Here’s how you do kernel fusion. You discover in your code you have this:
__global__ void k1(int *d, int *r, int N){
int idx = threadIdx.x+blockDim.x*blockIdx.x;
if (idx < N) r[idx] = d[idx]*2;
}
__global__ void k2(int *d, int *r, int N){
int idx = threadIdx.x+blockDim.x*blockIdx.x;
if (idx < N) r[idx] = d[idx]+2;
}
int main(){
...
k1<<<grid, block>>>(d1, r1, N);
k2<<<grid, block>>>(r1, r1, N);
...
}
And so what you do as a programmer is rewrite it like this:
__global__ void k12(int *d, int *r, int N){
int idx = threadIdx.x+blockDim.x*blockIdx.x;
if (idx < N) r[idx] = d[idx]*2+2;
}
int main(){
...
k12<<<grid, block>>>(d1, r1, N);
...
}
And you save one store operation and one load operation (per element).

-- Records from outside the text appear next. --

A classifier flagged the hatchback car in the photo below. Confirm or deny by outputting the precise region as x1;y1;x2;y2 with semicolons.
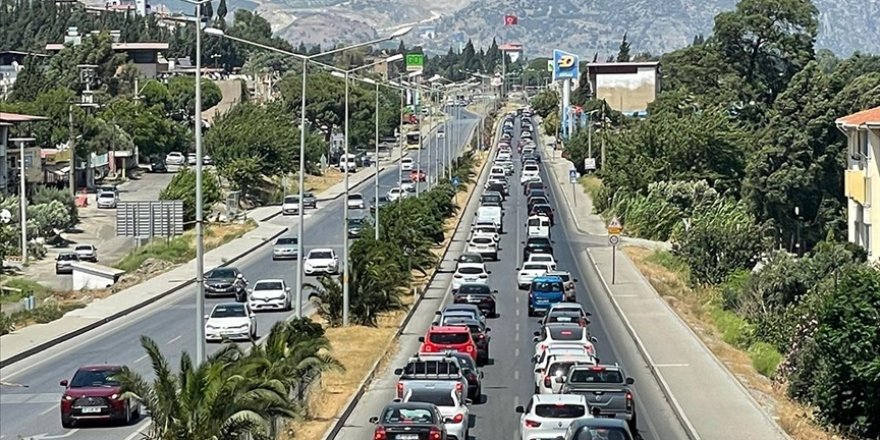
516;394;593;440
452;263;491;291
204;302;256;342
55;252;80;274
304;248;339;275
402;382;472;440
96;191;117;209
453;283;498;317
60;365;140;427
246;279;291;311
400;157;415;171
204;267;248;300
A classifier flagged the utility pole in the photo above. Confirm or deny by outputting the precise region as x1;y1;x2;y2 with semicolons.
600;101;606;171
68;105;75;197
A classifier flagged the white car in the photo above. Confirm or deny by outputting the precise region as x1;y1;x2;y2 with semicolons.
400;157;414;171
165;151;185;165
204;302;256;342
246;279;292;311
452;262;490;291
347;193;366;210
521;165;541;184
526;253;557;268
496;152;511;162
187;153;198;165
466;236;498;261
96;191;117;209
534;353;597;394
403;382;471;440
516;394;593;440
469;226;499;243
534;325;598;359
282;195;301;215
387;187;405;202
489;166;506;181
304;248;339;275
527;215;551;238
517;262;554;289
401;180;416;193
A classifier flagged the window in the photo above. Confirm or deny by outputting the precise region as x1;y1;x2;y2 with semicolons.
865;224;872;257
408;389;455;407
534;403;586;418
70;369;121;387
458;267;484;275
549;327;584;341
570;369;624;384
255;282;283;290
212;305;247;318
382;407;435;424
429;332;470;345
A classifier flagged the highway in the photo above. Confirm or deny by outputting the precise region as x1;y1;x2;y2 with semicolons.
333;113;690;440
0;107;482;440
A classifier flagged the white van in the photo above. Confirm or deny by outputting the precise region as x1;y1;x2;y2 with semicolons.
476;206;503;232
527;215;551;238
489;166;506;181
338;154;357;172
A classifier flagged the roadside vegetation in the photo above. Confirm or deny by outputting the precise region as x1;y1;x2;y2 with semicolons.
529;0;880;437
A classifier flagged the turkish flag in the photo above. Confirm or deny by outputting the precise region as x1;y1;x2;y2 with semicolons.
504;15;518;25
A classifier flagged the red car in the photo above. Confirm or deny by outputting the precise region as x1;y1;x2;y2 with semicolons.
60;365;141;427
410;169;427;182
419;326;478;360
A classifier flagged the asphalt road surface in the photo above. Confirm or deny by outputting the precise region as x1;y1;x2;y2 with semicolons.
331;115;690;440
0;108;481;440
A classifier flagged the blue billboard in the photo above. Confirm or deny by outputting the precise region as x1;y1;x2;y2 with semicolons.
552;49;580;81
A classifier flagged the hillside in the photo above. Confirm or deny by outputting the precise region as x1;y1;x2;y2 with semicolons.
153;0;880;57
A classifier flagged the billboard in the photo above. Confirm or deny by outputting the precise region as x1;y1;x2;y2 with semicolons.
552;49;579;81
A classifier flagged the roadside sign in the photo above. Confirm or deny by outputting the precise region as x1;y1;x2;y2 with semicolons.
547;60;553;72
607;216;622;235
569;168;578;183
406;53;424;72
609;235;620;246
584;158;596;170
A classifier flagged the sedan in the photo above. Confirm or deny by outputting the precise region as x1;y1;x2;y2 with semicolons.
347;193;366;210
165;151;185;165
272;237;299;260
246;279;292;311
453;283;498;317
452;263;490;291
204;302;256;342
304;248;339;275
55;252;79;274
74;244;98;262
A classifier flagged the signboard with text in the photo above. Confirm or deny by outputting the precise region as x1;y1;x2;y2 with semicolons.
552;49;580;81
405;53;424;72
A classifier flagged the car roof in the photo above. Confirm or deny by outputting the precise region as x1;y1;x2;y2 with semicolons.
255;278;284;283
428;325;471;333
531;394;587;405
77;364;123;371
456;262;486;270
545;270;571;276
309;248;334;253
383;401;437;411
569;418;630;430
533;275;564;282
444;304;480;312
550;303;584;311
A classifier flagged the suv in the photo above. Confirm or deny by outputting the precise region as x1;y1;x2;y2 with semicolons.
55;252;80;274
440;317;491;365
59;365;141;427
515;394;593;440
393;353;469;400
561;364;637;431
74;244;98;262
419;326;478;361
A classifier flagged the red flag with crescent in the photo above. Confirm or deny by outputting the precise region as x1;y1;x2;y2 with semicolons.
504;15;518;25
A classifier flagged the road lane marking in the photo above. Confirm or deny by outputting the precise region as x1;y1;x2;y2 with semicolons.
514;370;519;380
122;419;152;440
167;335;182;344
516;308;521;317
515;332;519;342
135;354;149;363
515;322;520;332
39;405;56;416
655;363;690;368
515;348;520;357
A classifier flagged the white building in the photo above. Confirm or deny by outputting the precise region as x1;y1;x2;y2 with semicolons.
836;106;880;262
586;61;660;117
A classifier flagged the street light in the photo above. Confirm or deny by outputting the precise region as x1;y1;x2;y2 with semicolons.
9;137;35;264
203;27;412;323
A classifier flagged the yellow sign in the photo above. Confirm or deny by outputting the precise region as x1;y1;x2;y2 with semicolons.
607;216;623;235
557;55;575;69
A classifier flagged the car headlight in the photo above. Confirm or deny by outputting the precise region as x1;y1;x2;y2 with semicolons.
64;395;74;401
109;393;119;400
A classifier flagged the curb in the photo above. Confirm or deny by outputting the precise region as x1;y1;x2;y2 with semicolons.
0;226;289;369
321;106;501;440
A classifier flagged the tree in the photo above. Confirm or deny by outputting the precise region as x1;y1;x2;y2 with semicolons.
100;97;189;159
616;33;631;62
9;56;48;101
166;76;222;121
118;336;296;440
216;0;228;22
306;276;345;327
159;168;221;223
530;89;559;119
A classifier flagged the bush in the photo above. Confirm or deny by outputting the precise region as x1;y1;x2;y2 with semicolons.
710;307;755;348
159;168;221;224
32;187;78;227
0;314;13;335
747;342;783;378
114;235;193;272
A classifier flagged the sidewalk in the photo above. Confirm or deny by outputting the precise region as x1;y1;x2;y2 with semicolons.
0;164;392;368
541;137;788;439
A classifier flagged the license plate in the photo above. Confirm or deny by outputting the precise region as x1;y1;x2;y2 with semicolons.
81;406;102;414
396;435;418;440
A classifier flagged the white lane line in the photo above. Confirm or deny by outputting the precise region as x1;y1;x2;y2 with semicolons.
38;405;56;416
655;363;691;368
515;322;520;332
515;348;520;358
516;308;521;317
135;354;149;363
514;370;519;380
167;335;182;344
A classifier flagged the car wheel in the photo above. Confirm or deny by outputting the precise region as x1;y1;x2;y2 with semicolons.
527;307;535;317
61;415;75;428
629;412;638;430
122;402;133;425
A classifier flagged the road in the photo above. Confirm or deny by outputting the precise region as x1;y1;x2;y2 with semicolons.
332;114;690;440
0;107;482;440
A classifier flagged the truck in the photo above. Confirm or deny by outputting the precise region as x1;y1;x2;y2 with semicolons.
560;364;637;431
392;352;469;401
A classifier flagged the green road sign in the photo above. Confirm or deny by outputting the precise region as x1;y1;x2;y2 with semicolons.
547;60;553;72
406;53;424;72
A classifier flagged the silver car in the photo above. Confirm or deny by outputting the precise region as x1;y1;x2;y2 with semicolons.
96;191;117;209
272;237;299;260
74;244;98;262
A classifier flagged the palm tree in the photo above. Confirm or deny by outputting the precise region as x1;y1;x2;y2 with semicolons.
306;276;345;327
118;335;297;440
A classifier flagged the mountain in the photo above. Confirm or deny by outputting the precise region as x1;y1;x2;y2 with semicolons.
154;0;880;57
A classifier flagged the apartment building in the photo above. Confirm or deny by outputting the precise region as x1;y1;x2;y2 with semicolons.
836;106;880;262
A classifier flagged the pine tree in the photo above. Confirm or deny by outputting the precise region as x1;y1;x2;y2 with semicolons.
692;34;705;46
216;0;227;21
616;33;631;62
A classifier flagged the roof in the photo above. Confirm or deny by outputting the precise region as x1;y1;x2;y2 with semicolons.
569;418;631;431
531;393;587;404
45;42;169;51
455;262;486;269
428;325;471;333
533;275;564;281
78;364;123;371
836;106;880;128
587;61;660;68
0;112;48;123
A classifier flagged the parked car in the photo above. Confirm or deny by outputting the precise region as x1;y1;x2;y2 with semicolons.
165;151;185;165
96;191;117;209
59;365;141;428
204;302;256;342
55;252;80;274
74;244;98;262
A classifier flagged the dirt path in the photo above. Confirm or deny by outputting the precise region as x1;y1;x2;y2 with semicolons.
202;80;243;124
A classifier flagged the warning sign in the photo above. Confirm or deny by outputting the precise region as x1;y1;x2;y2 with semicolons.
607;216;622;235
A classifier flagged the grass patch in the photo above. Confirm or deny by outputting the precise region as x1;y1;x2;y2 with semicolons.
0;277;52;304
579;175;604;203
748;342;783;378
710;306;755;348
1;302;86;335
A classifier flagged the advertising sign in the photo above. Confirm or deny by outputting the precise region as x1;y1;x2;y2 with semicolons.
552;49;580;81
405;53;424;72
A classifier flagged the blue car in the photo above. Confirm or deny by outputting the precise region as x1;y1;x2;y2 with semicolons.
528;275;565;316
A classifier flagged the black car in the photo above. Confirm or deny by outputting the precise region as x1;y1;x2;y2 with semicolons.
370;195;391;215
528;196;549;212
523;237;554;261
486;181;508;198
149;158;167;173
453;283;498;317
527;189;548;201
524;181;545;196
369;402;448;440
448;352;483;401
443;317;491;365
531;204;555;225
480;192;503;207
347;216;368;238
204;267;248;301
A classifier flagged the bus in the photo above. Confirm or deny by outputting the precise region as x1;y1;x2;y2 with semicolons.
406;130;421;149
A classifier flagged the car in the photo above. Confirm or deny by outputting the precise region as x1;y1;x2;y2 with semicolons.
59;365;141;427
457;253;484;266
545;270;577;301
387;187;405;202
534;324;598;359
149;157;167;173
528;275;567;316
400;157;415;171
55;252;79;274
489;166;506;181
282;195;302;215
515;394;593;440
401;178;417;193
202;155;213;165
411;169;427;182
446;351;483;401
370;195;391;215
517;262;554;289
441;317;491;365
469;225;499;243
304;248;339;275
480;191;503;207
348;214;368;238
523;237;554;261
527;215;551;238
437;304;486;324
466;236;498;261
165;151;185;165
272;237;299;261
451;262;490;291
560;365;638;431
186;152;198;165
394;352;469;400
347;193;366;210
559;419;636;440
534;352;597;394
524;181;545;196
531;204;555;225
520;165;541;184
419;326;479;361
543;303;591;326
485;180;509;197
526;253;557;268
402;382;472;440
528;196;549;213
246;279;292;311
453;284;498;318
527;188;549;201
437;129;446;139
204;302;256;342
74;244;98;262
369;402;449;440
96;191;117;209
204;267;248;301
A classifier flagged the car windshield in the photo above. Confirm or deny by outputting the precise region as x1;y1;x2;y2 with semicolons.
548;361;577;377
472;238;492;244
528;238;551;246
349;194;363;200
75;245;93;251
459;255;482;263
550;327;584;340
382;407;435;424
531;255;553;262
348;218;365;226
534;404;586;419
208;268;237;278
524;264;549;271
99;192;114;198
58;254;78;261
408;389;455;407
525;166;538;172
570;369;625;384
574;427;631;440
533;281;564;292
70;369;121;388
429;332;470;345
255;282;283;291
212;304;246;318
276;238;297;245
310;251;333;259
458;267;484;275
283;196;298;203
458;285;490;294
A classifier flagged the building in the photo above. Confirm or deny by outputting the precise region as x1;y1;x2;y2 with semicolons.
836;106;880;262
45;27;169;78
586;61;660;117
499;43;523;63
1;112;49;196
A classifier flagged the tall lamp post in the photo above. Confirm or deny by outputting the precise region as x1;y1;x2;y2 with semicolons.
9;137;35;264
203;28;411;322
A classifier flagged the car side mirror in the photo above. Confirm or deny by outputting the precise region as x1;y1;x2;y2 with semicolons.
418;336;425;342
534;368;543;374
394;368;403;376
204;314;210;320
59;379;69;387
515;268;521;271
493;290;499;294
369;416;379;424
286;287;291;292
520;241;525;245
626;377;635;385
515;405;525;413
486;271;492;274
551;240;556;244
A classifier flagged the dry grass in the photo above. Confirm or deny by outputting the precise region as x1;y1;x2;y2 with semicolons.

You do that by refactoring the code. The compiler doesn’t do it “for you”, doesn’t “help” and there is no way to coax this kind of transformation out of the nvcc compiler toolchain, currently. You do it. And it doesn’t require any programmer’s knowledge or control of register level behavior of the C++ compiler.